# 3br/2ba home for sale on 14 acres, Grayson Co. TX



## whinnyninny (Aug 17, 2005)

I had a buyer for this home and he was very excited, but his job transfer from Houston to Dallas fell through, so now he isn't going to be moving.

14 acre "homestead" for sale

It's an assumable FHA loan, if purchased without an agent (so we won't have to pay commission) we will sell it for take-over-payments, balance is $155,700 and payments are $1,288 (last year's taxes were $1,427, it has an ag exemption). $508 assumption fee, no other closing costs (DH and I are willing to pay title transfer fees). 

Feed shed, goat pen w/milking shelter (3.5-sided shed, LOL), chicken coop, pasture. 15 minutes from Sherman, Denison, and Bonham.


----------



## NTRotty (Mar 11, 2009)

Why are you selling ? Wish I had known a few weeks earlier, just closed on 12.2 acres in Fannin County, between Randolph and Trenton just off Hwy 121.
Sounds like a more than fair price with all the ammenities.

NTRotty
Denton, TX


----------



## whinnyninny (Aug 17, 2005)

We moved because my husband got a job transfer to a town more than an hour's drive away... which wouldn't really have been a big deal except he was now working 13-hour shifts (instead of the 8- or 10-hour shifts he'd been working at his job that was 20 minutes away), so with a 2.5-hour round-trip on top of that, he just wasn't getting enough sleep and since he's going to be working in this new place with this shift for the next 3 years, we decided it would be best to move. 

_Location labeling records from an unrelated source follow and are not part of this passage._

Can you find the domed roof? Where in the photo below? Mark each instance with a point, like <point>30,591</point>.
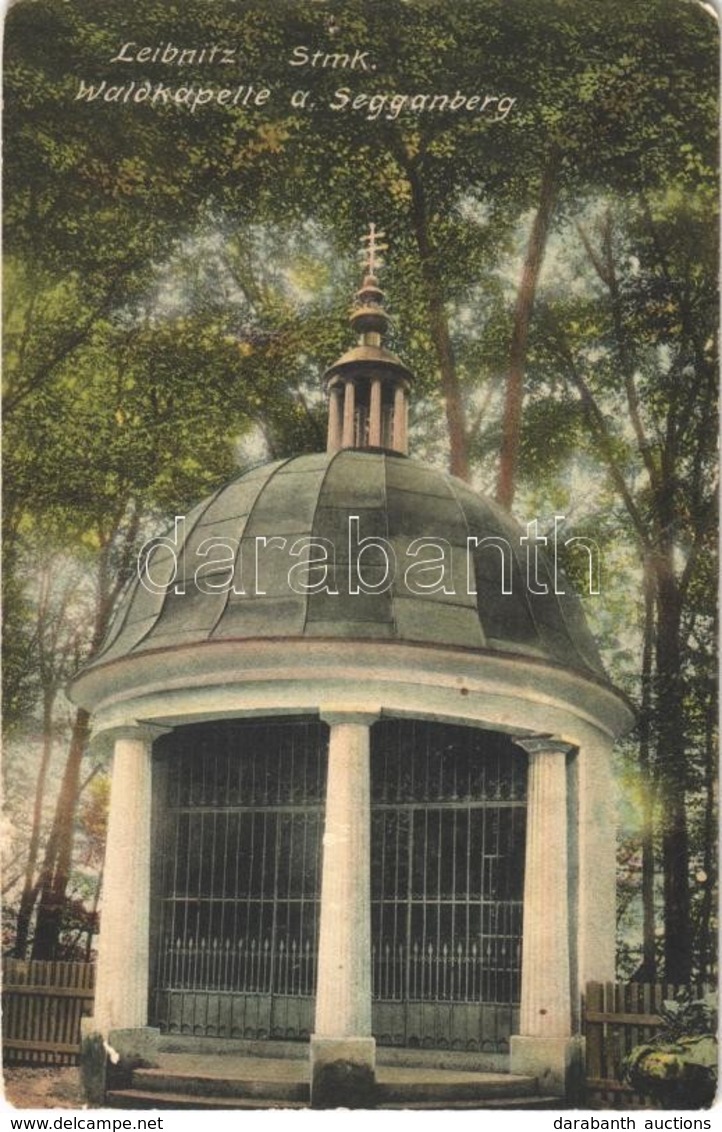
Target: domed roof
<point>354,545</point>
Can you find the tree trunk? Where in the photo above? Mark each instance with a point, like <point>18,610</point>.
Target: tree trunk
<point>672,774</point>
<point>649,937</point>
<point>56,871</point>
<point>533,260</point>
<point>28,895</point>
<point>439,327</point>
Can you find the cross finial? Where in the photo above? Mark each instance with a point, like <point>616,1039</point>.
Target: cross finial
<point>372,260</point>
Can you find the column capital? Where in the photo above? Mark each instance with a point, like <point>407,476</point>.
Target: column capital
<point>543,745</point>
<point>145,732</point>
<point>335,715</point>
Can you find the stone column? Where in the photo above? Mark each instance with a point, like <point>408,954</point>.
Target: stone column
<point>343,1052</point>
<point>544,1047</point>
<point>333,443</point>
<point>349,414</point>
<point>375,413</point>
<point>401,438</point>
<point>120,1017</point>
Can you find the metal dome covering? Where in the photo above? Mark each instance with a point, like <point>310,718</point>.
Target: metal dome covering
<point>209,590</point>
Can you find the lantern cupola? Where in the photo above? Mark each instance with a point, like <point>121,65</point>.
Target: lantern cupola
<point>368,387</point>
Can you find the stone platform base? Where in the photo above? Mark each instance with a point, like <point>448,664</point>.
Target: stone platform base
<point>343,1072</point>
<point>557,1063</point>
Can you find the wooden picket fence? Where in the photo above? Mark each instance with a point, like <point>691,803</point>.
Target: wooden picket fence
<point>617,1018</point>
<point>42,1006</point>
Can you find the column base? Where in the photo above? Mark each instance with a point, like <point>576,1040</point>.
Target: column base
<point>108,1060</point>
<point>343,1072</point>
<point>557,1063</point>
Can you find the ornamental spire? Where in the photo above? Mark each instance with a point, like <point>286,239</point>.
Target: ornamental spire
<point>369,317</point>
<point>368,387</point>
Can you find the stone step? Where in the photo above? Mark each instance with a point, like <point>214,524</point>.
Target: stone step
<point>144,1098</point>
<point>192,1081</point>
<point>235,1083</point>
<point>412,1087</point>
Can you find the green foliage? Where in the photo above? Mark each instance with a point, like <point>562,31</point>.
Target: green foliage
<point>679,1065</point>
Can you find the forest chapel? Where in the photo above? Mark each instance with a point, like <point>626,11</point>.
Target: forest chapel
<point>363,808</point>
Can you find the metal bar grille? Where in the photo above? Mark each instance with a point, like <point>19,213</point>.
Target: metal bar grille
<point>448,837</point>
<point>239,885</point>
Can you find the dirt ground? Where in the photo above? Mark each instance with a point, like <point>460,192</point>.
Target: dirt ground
<point>42,1087</point>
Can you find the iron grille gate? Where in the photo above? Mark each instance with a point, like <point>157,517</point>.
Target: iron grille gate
<point>448,838</point>
<point>237,892</point>
<point>237,877</point>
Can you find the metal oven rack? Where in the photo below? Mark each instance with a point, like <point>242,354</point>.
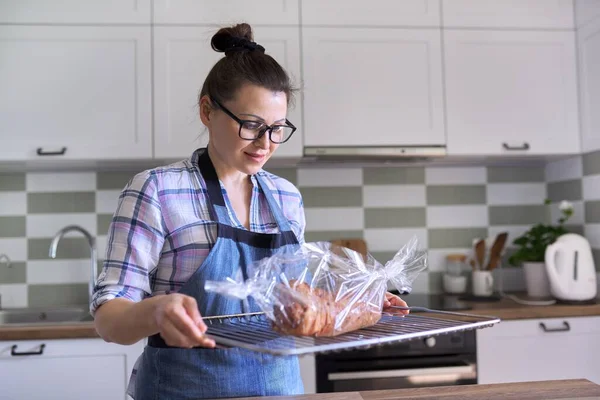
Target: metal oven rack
<point>253,331</point>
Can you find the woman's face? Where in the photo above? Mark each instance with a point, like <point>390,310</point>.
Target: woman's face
<point>251,103</point>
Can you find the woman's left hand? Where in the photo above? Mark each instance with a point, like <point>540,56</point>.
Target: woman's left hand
<point>393,300</point>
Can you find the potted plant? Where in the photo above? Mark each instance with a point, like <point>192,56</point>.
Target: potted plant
<point>531,249</point>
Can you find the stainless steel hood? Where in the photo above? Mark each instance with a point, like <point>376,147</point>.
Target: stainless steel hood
<point>372,153</point>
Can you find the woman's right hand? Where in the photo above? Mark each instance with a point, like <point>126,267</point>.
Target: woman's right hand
<point>179,322</point>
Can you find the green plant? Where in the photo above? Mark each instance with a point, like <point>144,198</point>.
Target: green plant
<point>531,246</point>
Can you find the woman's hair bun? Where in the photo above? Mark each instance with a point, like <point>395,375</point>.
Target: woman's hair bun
<point>235,38</point>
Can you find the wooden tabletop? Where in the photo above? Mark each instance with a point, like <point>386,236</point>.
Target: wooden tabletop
<point>557,390</point>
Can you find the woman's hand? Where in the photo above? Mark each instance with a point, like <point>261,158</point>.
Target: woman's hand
<point>393,300</point>
<point>179,322</point>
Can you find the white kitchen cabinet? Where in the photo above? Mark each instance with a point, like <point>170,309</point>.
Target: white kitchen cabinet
<point>66,369</point>
<point>511,92</point>
<point>182,59</point>
<point>75,12</point>
<point>221,13</point>
<point>373,13</point>
<point>543,14</point>
<point>75,92</point>
<point>372,87</point>
<point>539,349</point>
<point>588,41</point>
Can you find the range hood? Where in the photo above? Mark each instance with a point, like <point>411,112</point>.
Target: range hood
<point>388,154</point>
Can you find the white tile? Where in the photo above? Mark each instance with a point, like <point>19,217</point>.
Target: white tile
<point>563,170</point>
<point>107,201</point>
<point>334,218</point>
<point>58,271</point>
<point>329,177</point>
<point>13,203</point>
<point>576,219</point>
<point>515,193</point>
<point>457,216</point>
<point>455,175</point>
<point>591,187</point>
<point>592,233</point>
<point>393,239</point>
<point>437,258</point>
<point>47,225</point>
<point>14,248</point>
<point>61,181</point>
<point>394,196</point>
<point>13,295</point>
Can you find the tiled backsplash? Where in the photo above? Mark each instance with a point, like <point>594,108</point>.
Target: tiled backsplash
<point>445,207</point>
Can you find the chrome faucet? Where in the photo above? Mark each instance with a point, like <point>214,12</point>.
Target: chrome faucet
<point>93,256</point>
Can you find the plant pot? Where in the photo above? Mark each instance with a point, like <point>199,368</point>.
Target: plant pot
<point>536,279</point>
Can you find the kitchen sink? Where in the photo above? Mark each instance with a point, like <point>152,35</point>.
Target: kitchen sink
<point>27,316</point>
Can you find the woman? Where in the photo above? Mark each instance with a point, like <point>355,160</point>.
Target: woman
<point>205,218</point>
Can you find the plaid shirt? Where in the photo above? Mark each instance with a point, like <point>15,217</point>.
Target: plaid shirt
<point>162,230</point>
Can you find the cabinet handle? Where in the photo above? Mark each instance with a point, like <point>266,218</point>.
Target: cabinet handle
<point>524,146</point>
<point>564,328</point>
<point>61,152</point>
<point>14,352</point>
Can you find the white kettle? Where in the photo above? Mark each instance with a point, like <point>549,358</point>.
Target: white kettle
<point>570,268</point>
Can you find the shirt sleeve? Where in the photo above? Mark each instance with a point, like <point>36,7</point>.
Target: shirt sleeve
<point>134,243</point>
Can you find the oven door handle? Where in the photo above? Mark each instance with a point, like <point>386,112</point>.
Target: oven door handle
<point>402,373</point>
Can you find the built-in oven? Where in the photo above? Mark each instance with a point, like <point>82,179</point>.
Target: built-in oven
<point>449,359</point>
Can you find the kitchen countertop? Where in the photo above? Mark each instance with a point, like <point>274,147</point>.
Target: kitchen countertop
<point>504,309</point>
<point>564,390</point>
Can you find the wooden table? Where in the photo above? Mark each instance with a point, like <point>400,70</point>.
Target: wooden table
<point>580,389</point>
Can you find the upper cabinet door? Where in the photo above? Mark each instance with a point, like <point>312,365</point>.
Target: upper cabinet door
<point>182,59</point>
<point>588,38</point>
<point>508,13</point>
<point>81,92</point>
<point>372,87</point>
<point>75,11</point>
<point>263,12</point>
<point>511,92</point>
<point>373,13</point>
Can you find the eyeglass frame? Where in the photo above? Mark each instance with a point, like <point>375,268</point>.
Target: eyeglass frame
<point>262,131</point>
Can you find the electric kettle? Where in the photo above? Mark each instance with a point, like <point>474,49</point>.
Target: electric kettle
<point>570,268</point>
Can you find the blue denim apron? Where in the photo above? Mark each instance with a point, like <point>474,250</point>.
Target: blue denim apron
<point>165,372</point>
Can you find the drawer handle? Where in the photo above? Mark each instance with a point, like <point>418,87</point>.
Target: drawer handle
<point>61,152</point>
<point>564,328</point>
<point>15,353</point>
<point>524,146</point>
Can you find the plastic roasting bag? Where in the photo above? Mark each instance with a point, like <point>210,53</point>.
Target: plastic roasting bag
<point>322,289</point>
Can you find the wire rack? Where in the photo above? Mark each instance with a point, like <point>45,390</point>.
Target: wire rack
<point>253,331</point>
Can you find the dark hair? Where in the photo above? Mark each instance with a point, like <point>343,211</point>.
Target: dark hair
<point>245,62</point>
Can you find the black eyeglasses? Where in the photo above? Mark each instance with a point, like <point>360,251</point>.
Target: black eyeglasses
<point>253,130</point>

I do miss the place, we were out there yesterday to get something and it looked so lonely and quiet without the chickens and goats and horses!


----------



## VALENT (Dec 6, 2004)

Wow, I cant believe someone hasnt jumped on this. It really is a nice place and with those financing deals through your mortgage it seems someone would really be able to come out well. And, the buyer kind of has the best of both worlds in being able to buy 14 acres but really only having to take care of part( if you still lease that back portion for hay) That really is a nice area. Wishing you well.


----------



## whinnyninny (Aug 17, 2005)

I've had 3 very interested buyers in the past 2 months... the one I mentioned above, a lady that really wanted the house but decided it's too far to drive from her job in Ft. Worth (I agree, I know loads of people who commute to Dallas but Ft. Worth is just too far!), and one guy who couldn't qualify with his $28,000/yr salary (his parents live up the road a ways). I've had a couple dozen other people that have called or emailed about it but never bothered with finding a time to come see it. 

My house has only officially been on the market since the start of the year, so I guess I'm not doing too bad. My realtor friend says houses around here stay on the market an average of 6-8 months. (That's just the economy though, normally it's better).


----------



## VALENT (Dec 6, 2004)

Any luck yet?

I still find it hard to believe this would not have sold quickly. Especially with those financing options available.


----------



## whinnyninny (Aug 17, 2005)

I was supposed to meet someone there last Saturday but they never showed up. (At least I already had to be in that town for something else that day, and I didn't drive all that way for nothing!) 

I talked to a realtor friend of mine in that area, she said the market for rural/country homes on acreage isn't very great right now... hopefully it'll pick up soon.


----------



## whinnyninny (Aug 17, 2005)

I have a contract on the house now, contingent upon the buyer being approved to take over the loan.

If this contract ends up falling through (buyer can't get approved), then I'm going to offer a $250 referral bonus to anyone who brings me a buyer, to be paid after closing. 

Interest in the house has picked up a bit now that school is out...


----------